Ok some switches can fail or the set up is wrong. So I'm just wondering why would this type of switch wouldn't last long where you are ? Mine was mounted drivers side up high behind the battery out of harms way but easy to get at on a GQ patrol. I don't have salted roads to drive on but live near the beach in the tropics with high humidity and salt mist covers the cars often because my vehicle is under a carport exposed to the elements and it's fine.
 
Just the curse of the British roads I'm afraid. Just look at some of the other threads currently running. Stuzbot in particular. Cars just dissolve in front of your eyes. Unless you buy something Yota has posted then frankly anything less just doesn't last.
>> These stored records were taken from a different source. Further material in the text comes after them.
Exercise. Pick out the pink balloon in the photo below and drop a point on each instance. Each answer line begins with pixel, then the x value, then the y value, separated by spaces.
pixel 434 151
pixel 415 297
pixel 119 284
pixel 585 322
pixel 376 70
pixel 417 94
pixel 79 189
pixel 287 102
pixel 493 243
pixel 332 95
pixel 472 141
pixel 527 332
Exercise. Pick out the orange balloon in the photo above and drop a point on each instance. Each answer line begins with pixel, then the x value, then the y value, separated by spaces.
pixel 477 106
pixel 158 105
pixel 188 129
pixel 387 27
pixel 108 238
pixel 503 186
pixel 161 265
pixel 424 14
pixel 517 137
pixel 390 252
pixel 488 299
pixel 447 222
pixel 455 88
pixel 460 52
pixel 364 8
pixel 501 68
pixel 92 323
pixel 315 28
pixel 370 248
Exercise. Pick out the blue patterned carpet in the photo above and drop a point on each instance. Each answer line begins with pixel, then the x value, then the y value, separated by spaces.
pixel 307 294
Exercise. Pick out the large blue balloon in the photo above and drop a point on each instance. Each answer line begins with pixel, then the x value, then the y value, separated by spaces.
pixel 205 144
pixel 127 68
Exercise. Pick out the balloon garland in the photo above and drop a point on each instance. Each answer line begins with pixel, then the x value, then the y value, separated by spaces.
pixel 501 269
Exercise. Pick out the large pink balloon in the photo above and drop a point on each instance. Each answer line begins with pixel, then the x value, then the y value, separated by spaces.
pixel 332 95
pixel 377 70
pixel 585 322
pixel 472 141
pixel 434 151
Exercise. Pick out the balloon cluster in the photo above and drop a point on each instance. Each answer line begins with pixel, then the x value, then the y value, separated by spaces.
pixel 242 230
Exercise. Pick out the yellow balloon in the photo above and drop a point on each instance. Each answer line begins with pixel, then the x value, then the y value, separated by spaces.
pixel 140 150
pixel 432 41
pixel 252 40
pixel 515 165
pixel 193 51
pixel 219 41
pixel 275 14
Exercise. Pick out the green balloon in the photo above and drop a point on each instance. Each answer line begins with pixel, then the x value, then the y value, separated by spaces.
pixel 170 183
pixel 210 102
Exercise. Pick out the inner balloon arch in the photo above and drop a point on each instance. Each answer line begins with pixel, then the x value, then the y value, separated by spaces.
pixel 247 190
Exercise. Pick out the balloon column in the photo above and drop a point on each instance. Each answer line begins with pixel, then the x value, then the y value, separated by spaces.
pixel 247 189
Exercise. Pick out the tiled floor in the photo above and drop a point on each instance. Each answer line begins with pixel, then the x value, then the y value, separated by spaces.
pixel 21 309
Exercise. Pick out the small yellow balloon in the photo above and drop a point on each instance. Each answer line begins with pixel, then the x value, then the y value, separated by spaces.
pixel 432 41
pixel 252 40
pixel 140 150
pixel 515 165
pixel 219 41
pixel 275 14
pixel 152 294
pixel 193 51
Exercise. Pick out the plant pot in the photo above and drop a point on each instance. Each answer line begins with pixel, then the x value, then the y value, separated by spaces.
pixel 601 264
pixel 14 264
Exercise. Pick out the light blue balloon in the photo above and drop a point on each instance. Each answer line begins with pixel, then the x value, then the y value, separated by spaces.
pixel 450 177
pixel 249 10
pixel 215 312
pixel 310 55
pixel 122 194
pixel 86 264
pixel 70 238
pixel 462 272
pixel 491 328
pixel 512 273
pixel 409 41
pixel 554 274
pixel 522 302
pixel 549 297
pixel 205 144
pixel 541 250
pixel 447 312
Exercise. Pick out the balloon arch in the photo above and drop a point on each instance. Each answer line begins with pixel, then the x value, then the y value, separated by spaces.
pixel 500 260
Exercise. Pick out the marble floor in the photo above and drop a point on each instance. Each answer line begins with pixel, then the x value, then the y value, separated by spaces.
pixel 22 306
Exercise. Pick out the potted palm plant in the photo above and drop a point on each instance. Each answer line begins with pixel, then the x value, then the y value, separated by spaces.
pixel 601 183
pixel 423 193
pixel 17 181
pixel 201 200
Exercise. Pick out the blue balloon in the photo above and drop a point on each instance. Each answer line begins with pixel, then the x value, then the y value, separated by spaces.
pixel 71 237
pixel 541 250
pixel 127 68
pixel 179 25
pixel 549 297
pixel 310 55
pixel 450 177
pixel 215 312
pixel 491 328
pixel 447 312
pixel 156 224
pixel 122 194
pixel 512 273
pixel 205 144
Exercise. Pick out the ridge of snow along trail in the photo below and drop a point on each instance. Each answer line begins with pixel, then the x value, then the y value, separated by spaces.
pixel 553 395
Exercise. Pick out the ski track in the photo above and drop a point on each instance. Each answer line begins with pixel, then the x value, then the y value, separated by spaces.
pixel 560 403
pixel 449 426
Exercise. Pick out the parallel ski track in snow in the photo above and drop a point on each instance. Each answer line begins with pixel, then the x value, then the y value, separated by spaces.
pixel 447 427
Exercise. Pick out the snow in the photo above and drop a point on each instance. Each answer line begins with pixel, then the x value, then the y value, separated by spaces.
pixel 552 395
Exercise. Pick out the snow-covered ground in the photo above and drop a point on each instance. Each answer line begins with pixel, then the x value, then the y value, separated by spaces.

The TG thompson ones are pretty good because they're properly sealed.
 
There was a time a while back when some Tata owners had a winch on the front of their pride and rust would park up in the street or pub car park then some other lads who had a few good drinks inside them would come along and have some fun with the pride and rust where they would short out the terminals on the said winch and pay out the steel cable as it was back then enough to go over the roof attached to the backend then short the terminals and winch in and crush the roof in
After that Tata owners started to disconnect the winch battery terminals or put in cutout or solenoid switches
I've just got Durite marine on off switch if the switch buggers up can just join cables together on one of the terminal posts the switch is mounted next to the battery which is high and dry and at the moment as I don't have a snorkel fitted it's a bit of a inconvenience having to lift the bonnet to switch on and off but can live with that
 
There apparently has been the odd case over here of people shorting out winches and damaging vehicles that's another reason why I fitted one to mine.